Siempre he pensado que mi generación es la de los minutos de la basura.
Los minutos de la basura es una expresión que se usa en baloncesto. Se refiere a el periodo de tiempo al final del partido que hay que jugar, cuando el partido está decidido. Suelen ser un par de minutos, que en baloncesto, debido a que no se juega a tiempo corrido, pueden resultar una eternidad.
Un equipo va a ganar, y no hay tiempo material para que el otro le dé la vuelta al resultado. Y aún así hay que jugar el partido, no pueden irse a casa. Hay que jugar esos minutos, pero son redundantes, molestos y aburridos. El equipo ganador no quiere jugarlos, porque ya han ganado. El equipo perdedor tampoco quiere estar allí, con más razón todavía. Los árbitros no quieren arbitrar. Los espectadores tampoco quieren estar allí. La gente en casa no quiere verlos. Y sin embargo, hay que jugarlos.

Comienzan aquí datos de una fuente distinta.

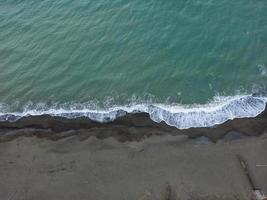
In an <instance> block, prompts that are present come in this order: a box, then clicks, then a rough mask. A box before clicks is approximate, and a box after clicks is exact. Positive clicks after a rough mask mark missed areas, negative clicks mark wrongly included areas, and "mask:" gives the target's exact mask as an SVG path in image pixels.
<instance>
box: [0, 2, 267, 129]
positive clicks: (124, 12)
mask: <svg viewBox="0 0 267 200" xmlns="http://www.w3.org/2000/svg"><path fill="white" fill-rule="evenodd" d="M266 10H267V2H266V1H265V0H257V1H255V0H234V1H233V0H221V1H218V0H205V1H203V0H179V1H177V0H168V1H166V0H145V1H144V0H87V1H85V0H76V1H71V0H44V1H41V0H0V118H1V119H2V120H12V119H13V120H14V119H18V118H19V117H21V116H25V115H40V114H50V115H57V116H65V117H79V116H87V117H89V118H91V119H93V120H96V121H102V122H105V121H110V120H114V119H116V118H117V117H118V116H121V115H124V114H125V113H127V112H147V113H149V114H150V116H151V118H152V119H153V120H154V121H157V122H160V121H165V122H166V123H168V124H170V125H172V126H176V127H177V128H189V127H199V126H201V127H202V126H212V125H214V124H218V123H222V122H224V121H226V120H228V119H233V118H237V117H254V116H256V115H258V114H259V113H260V112H262V111H263V110H264V108H265V103H266V90H267V89H266V83H267V12H266ZM252 94H254V95H253V96H252Z"/></svg>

Y esto solo pasa en baloncesto. No pasa en fútbol, porque anotar, en este caso un gol, es un evento tan inusual (quizás pasa dos o tres veces por partido, a veces ninguna) que la posibilidad de que el delantero marque otra vez siempre es motivo de interés y euforia (o fastidio, según el bando). Pero no en el baloncesto. Todo el mundo está empachado de canastas, rebotes y faltas personales. Nadie quiere más. Pero ahí están atrapados todos, espectadores, jugadores, árbitro y televidentes, en los minutos de la basura.
Bien, eso es lo que pienso que es mi generación. Somos la generación de los minutos de la basura. Me refiero a los nacidos a finales de los setenta y principios de los ochenta. Demasiado pequeños para ser Generación X ( que son los nacidos aproximadamente entre 1960 y 1975), demasiado mayores para ser millenials (hay varias discusiones sobre cuando empiezan, pero digamos que partir del 87, siendo generosos), hemos sido la última generación en experimentar lo analógico, y la primera en sentirse perdidos ante lo digital.

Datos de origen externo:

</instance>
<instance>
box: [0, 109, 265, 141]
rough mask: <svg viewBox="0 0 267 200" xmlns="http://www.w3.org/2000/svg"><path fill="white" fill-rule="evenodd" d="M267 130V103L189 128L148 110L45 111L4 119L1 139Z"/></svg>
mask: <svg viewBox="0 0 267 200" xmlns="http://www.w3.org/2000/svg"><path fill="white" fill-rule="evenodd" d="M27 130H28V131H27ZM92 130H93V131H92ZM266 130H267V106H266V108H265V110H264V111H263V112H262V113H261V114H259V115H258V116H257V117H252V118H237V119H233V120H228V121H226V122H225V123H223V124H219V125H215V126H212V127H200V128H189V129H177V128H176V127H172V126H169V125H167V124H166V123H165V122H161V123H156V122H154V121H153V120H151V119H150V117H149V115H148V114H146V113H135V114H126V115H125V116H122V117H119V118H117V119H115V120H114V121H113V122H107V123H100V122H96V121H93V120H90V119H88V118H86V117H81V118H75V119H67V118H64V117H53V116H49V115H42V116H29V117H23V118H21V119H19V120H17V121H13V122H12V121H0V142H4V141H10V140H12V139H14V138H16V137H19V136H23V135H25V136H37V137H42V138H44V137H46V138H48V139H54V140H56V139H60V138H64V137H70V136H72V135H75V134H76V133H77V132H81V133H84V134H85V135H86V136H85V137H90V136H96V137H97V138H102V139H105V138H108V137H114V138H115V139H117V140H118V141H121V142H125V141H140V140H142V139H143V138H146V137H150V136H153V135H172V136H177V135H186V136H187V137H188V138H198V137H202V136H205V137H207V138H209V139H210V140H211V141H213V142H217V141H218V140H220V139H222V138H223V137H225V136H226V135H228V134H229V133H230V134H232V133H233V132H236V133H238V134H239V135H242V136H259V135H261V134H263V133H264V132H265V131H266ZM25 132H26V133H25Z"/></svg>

Somos la generación que sintió vértigo con el paso del walkman al discman, y que ahora ya no sabe por dónde le vienen las hostias. Nos formamos en una escuela que no nos preparó para ninguna de las profesiones que importan ahora, porque no existían, nos educamos en unos valores que han quedado obsoletos. La primera generación en acudir al psicólogo en masa. La primera generación de padres divorciados. La generación inauguró su etapa adulta con una crisis económica que la ha dejado lastrada permanentemente. La generación bisagra entre un pasado que ya no existe, y un futuro que está por construir. Las estructuras, verdades, relaciones, e instituciones con las que crecimos se desvanecen a nuestro alrededor. Las nuevas, están por crear. Y nosotros estamos en medio.
Y lo peor de todo es que ni siquiera sabemos que existimos. Somos tan insignificantes que no tenemos ni nombre, atrapados entre la glamuroso hastío de la Generación X, y el molesto desparpajo de los millenials, somos un engendro de niños bien educados y callados, llamados a comerse el mundo, y que luego se comieron una crisis de ladrillos corruptos, hipotecas fáciles y antidepresivos. Arrinconados en el rincón de la historia, como castigados, vivimos en un miasma de significados cuánticos y relativismo moral. Antes del pre. Después del post.
Nuestra única esperanza es crear nuestra propia épica, pero como ni siquiera sabemos que existimos, fallamos. Nos hemos acostumbrado a aceptar que nuestra única salida es dejarnos arrastrar por el sumidero de la historia, con la única esperanza de que la caída no sea demasiado dolorosa. Si Dios quiere, podremos sonreír en el último segundo. Y solo así, entonces, algunos sentiremos que todo ha valido la pena.